Students in Paris occupied the Sorbonne on May 3, 1968, sparking a cultural and social revolution that changed French society in a short time. It was not a political revolution but a cultural and social one that affected Paris and the provinces.
In the turbulent days of May 1968 in Paris, a group of artists calling themselves the Atelier Populaire created posters that were vital in spreading the call to unite students and workers. Immediate pressures fed the propaganda of the French revolt. The day-by-day events – the disruption of classes at Nanterre University led by Daniel Cohn-Bendit, the supporting student demonstrations in Paris, the police invasion of the Sorbonne and its occupation by students, the barricades, and the government’s reaction and referendum – these were the events that produced the newspaper stories and also these spontaneous, passionate comments in the poster medium.
Creating the Posters
The process of making posters was rapid and direct: “Graffiti sustained a relentless match of squash against the communique of the official radio and TV. Slogans were picked off the walls and brought to limited printing facilities of l’Ecole des Arts Decoratifs and L’Ecole des Beaux-Arts, rebaptised Atelier Populaire by the students entrenched there. Students and sympathetic workers encaptured by the spirit of community – experimented with participatory design, discussing and choosing together the poster subjects and images. Anonymity was not only a consequence of this working method but also an understandable necessity.
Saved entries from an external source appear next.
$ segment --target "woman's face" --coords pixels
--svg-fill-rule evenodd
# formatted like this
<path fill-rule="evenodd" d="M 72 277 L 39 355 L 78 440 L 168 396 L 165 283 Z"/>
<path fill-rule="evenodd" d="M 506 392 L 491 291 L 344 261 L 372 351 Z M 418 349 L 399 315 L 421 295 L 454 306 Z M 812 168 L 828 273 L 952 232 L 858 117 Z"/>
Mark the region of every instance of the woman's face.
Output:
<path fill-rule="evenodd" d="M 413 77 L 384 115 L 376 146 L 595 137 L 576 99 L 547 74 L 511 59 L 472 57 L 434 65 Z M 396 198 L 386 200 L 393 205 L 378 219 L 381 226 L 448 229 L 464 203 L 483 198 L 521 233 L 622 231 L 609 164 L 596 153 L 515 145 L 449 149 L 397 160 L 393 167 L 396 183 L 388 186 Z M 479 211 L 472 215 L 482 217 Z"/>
The first posters were printed by whatever means were at hand. As the movement became more organised and more people became involved, silkscreen workshops were established. When need overcame production, the ateliers were joined by the workshops of the Faculties of Science and Psychology, as well as by the Committees of Revolutionary Action operating in each neighbourhood, which resorted to every available printing medium. – blueprint and office duplicating machines included. In solidarity, Paris’s international artistic community contributed posters which, although more accomplished graphically, lacked the punch of the students’ simplicity.
Be Young and Shut Up Poster
This phrase encapsulated the frustration and anger felt by many young people at the time, tired of being silenced by an older generation they saw as out of touch. The protests ultimately led to widespread social and political change in France, with many reforms being implemented in response to the protesters’ demands. The poster has become an iconic image of this period in French history and is still widely recognized today as a symbol of youth activism and rebellion. Its message continues to resonate with young people worldwide fighting for their voices to be heard and their rights to be respected.